Stocks fell on Tuesday, with European markets buckling under heavy selling pressure carried over from Asia after Chinese shares slumped 6 percent and emerging market currencies and oil prices remained anchored at historic lows.
A broad measure of Asian stocks fell to its lowest in two years and U.S. stock futures pointed to a lower open on Wall Street.
"European equity markets are taking their cues from China, and traders' suspicion is that the second largest economy in the world is heading for a hard landing," said David Madden, market commentator at IG in London.
"The more the Chinese government intervenes, the more traders want to dump stock and head for the exit. The mood in London is that the party is over in China."
With the Federal Reserve also seemingly close to raising U.S. interest rates, developed stock markets struggled to stay out of the red.
The FTSEuroFirst index of 300 leading shares fell 0.3 percent in early trading, Germany's fell a quarter of a percent and France's CAC 40 was down a third of a percent. Britain's FTSE 100 slipped 0.2 percent .
Earlier, China's main Shanghai Composite and Shenzhen 300 indices both lost 6.2 percent as investors drew in their horns and bet that demand in China will cool further, weighing on the trade-reliant region.
The MSCI's broadest index of Asia-Pacific shares outside Japan fell 1 percent to its lowest since August 2013. Japan's Nikkei dipped 0.3 percent.
Thai shares hit a 1-1/2-year low and the baht fell to six-year low after a bomb blast in Bangkok on Monday killed 19 people, including three foreign tourists.
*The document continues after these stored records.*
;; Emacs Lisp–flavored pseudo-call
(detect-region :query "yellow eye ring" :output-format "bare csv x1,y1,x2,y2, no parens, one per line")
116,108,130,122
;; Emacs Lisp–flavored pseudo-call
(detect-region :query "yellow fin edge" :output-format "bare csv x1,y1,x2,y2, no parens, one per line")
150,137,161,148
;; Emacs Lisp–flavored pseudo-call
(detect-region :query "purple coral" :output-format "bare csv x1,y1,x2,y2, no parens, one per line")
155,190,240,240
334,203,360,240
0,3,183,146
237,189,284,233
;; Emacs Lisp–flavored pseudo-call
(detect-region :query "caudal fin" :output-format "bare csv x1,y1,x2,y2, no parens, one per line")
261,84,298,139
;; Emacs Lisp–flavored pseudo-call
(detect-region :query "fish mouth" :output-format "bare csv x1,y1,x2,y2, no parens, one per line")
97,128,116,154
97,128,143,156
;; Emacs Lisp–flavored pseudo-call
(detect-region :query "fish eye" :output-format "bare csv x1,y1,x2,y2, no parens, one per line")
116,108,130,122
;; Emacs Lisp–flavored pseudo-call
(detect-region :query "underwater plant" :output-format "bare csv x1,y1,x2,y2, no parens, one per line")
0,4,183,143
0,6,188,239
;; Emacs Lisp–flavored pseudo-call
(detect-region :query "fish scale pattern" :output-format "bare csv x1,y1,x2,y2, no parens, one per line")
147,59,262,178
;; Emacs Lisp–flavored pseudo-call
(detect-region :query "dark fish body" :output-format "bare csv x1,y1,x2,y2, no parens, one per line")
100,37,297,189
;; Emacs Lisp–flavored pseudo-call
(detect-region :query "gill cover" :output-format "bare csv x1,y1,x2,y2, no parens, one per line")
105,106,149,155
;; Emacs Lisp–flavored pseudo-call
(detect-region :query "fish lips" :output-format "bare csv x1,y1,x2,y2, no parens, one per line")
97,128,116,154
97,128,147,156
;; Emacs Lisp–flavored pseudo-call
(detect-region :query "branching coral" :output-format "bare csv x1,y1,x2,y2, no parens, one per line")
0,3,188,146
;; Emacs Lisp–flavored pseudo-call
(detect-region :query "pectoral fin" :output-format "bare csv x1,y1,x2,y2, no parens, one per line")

The worries over China came amid a relatively calm day in yuan trading after Beijing fixed the currency's exchange rate at a marginally higher level for the third straight session.
China's central bank on Tuesday set the yuan's midpoint near Monday's closing price at 6.3966 per dollar. But the yuan fell slightly in the spot market to 6.4090, raising some concerns that it could fall further.
Emerging market currencies were weak across the board. The Turkish lira hit a record low and the South African rand slid to a 14-year low against a firm dollar.
"The weakness of sentiment in emerging market FX is striking," Societe Generale currency strategists in a note to clients on Tuesday.
"Fear of a resumption of significant capital outflows if the Fed does raise rates next month as well as fear of further yuan weakness and concern about the sluggish pace of global growth are all delivering persistent broad-based weakness."
Major currency markets were more stable, with the euro little changed at $1.1085 and the dollar steady against the yen at 124.30 yen.
Strong U.S. housing data on Monday offset the weakest performance of New York regional manufacturing since the Great Recession, leaving many market players scratching their heads on the state of the U.S. economy and when the Fed will begin raising rates.
Markets are still not fully convinced the Fed will raise rates in September, but most investors are betting a rate hike will occur by the end of year. The U.S. 10-year yield was 1 basis point lower on Tuesday at 2.14 percent.
Commodity prices remained under pressure from worries about slower growth in China. Brent oil futures fell 0.7 percent to $48.35 per barrel, edging closer to a six-month intraday low of $48.24 touched last week.
U.S. crude futures fell 0.8 percent to $41.49, within 15 cents of making a new six and a half year low.
Copper futures CMCU3 fell 1.9 percent to $5,020.0 per tonne, a fresh six-year low.